User-provided examples and explicit preferences always take precedence over defaults.

## Core Philosophy
**"Build the right structure first, then let the data tell the story."**

Start with headers that force strategic thinking about what matters, input clean data, build transparent formulas, and let statistics emerge automatically. A good comp should be immediately readable by someone who didn't build it.

---

## Section 1: Document Structure & Setup

### Header Block (Rows 1-3)
```
Row 1: [ANALYSIS TITLE] - COMPARABLE COMPANY ANALYSIS
Row 2: [List of Companies with Tickers] • [Company 1 (TICK1)] • [Company 2 (TICK2)] • [Company 3 (TICK3)]
Row 3: As of [Period] | All figures in [USD Millions/Billions] except per-share amounts and ratios
```

**Why this matters:** Establishes context immediately. Anyone opening this file knows what they're looking at, when it was created, and how to interpret the numbers.

### Visual Convention Standards

> For all Excel formatting, number formats, and color standards, follow the guidelines in `skills/xlsx/SKILL.md`.
> After generating Excel, run recalculation: `python skills/xlsx/scripts/recalc.py model.xlsx 30`

User-provided templates and explicit formatting preferences always override defaults.

---

## Section 2: Operating Statistics & Financial Metrics

### Core Columns (Start with these)
1. **Company** - Names with consistent formatting
2. **Revenue** - Size metric (can be LTM, quarterly, or annual depending on context)
3. **Revenue Growth** - Year-over-year percentage change
4. **Gross Profit** - Revenue minus cost of goods sold
5. **Gross Margin** - GP/Revenue (fundamental profitability)
6. **EBITDA** - Earnings before interest, tax, depreciation, amortization
7. **EBITDA Margin** - EBITDA/Revenue (operating efficiency)

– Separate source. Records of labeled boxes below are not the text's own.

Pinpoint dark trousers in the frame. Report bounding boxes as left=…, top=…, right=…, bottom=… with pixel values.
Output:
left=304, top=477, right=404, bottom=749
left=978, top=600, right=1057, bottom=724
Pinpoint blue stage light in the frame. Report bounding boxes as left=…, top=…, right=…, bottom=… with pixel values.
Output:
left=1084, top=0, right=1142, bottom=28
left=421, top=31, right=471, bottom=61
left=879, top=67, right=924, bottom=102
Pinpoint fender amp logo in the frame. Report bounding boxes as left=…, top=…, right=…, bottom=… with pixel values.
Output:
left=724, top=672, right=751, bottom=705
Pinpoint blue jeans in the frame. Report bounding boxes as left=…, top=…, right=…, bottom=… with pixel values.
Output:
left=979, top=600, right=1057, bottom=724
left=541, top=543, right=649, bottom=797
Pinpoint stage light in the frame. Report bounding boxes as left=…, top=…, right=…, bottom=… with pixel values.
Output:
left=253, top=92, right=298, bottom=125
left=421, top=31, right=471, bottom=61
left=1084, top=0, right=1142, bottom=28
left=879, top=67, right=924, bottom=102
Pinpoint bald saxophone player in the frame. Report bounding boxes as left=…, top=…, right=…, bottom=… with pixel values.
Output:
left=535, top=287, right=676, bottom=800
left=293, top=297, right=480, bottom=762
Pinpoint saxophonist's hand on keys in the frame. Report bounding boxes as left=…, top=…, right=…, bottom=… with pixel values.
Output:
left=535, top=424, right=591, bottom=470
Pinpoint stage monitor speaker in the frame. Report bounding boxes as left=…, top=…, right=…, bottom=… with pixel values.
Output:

### Optional Additions (Choose based on industry/purpose)
- **Quarterly vs LTM** - Include both if seasonality matters
- **Free Cash Flow** - For capital-intensive or SaaS businesses
- **FCF Margin** - FCF/Revenue (cash generation efficiency)
- **Net Income** - For mature, profitable companies
- **Operating Income** - For businesses with varying D&A
- **CapEx metrics** - For asset-heavy industries
- **Rule of 40** - Specifically for SaaS (Growth % + Margin %)
- **FCF Conversion** - For quality of earnings analysis (advanced)

### Formula Examples (Using Row 7 as example)
```excel
// Core ratios - these are always calculated
Gross Margin (F7): =E7/C7
EBITDA Margin (H7): =G7/C7

// Optional ratios - include if relevant
FCF Margin: =[FCF]/[Revenue]
Net Margin: =[Net Income]/[Revenue]
Rule of 40: =[Growth %]+[FCF Margin %]
```

**Golden Rule:** Every ratio should be [Something] / [Revenue] or [Something] / [Something from this sheet]. Keep it simple.

### Statistics Block (After company data)

**CRITICAL: Add statistics formulas for all comparable metrics (ratios, margins, growth rates, multiples).**

```
[Leave one blank row for visual separation]
- Maximum: =MAX(B7:B9)
- 75th Percentile: =QUARTILE(B7:B9,3)
- Median: =MEDIAN(B7:B9)
- 25th Percentile: =QUARTILE(B7:B9,1)
- Minimum: =MIN(B7:B9)
```

**Columns that NEED statistics (comparable metrics):**
- Revenue Growth %, Gross Margin %, EBITDA Margin %, EPS
- EV/Revenue, EV/EBITDA, P/E, Dividend Yield %, Beta

**Columns that DON'T need statistics (size metrics):**
- Revenue, EBITDA, Net Income (absolute size varies by company scale)
- Market Cap, Enterprise Value (not comparable across different-sized companies)

**Note:** Add one blank row between company data and statistics rows for visual separation. Do NOT add a "SECTOR STATISTICS" or "VALUATION STATISTICS" header row.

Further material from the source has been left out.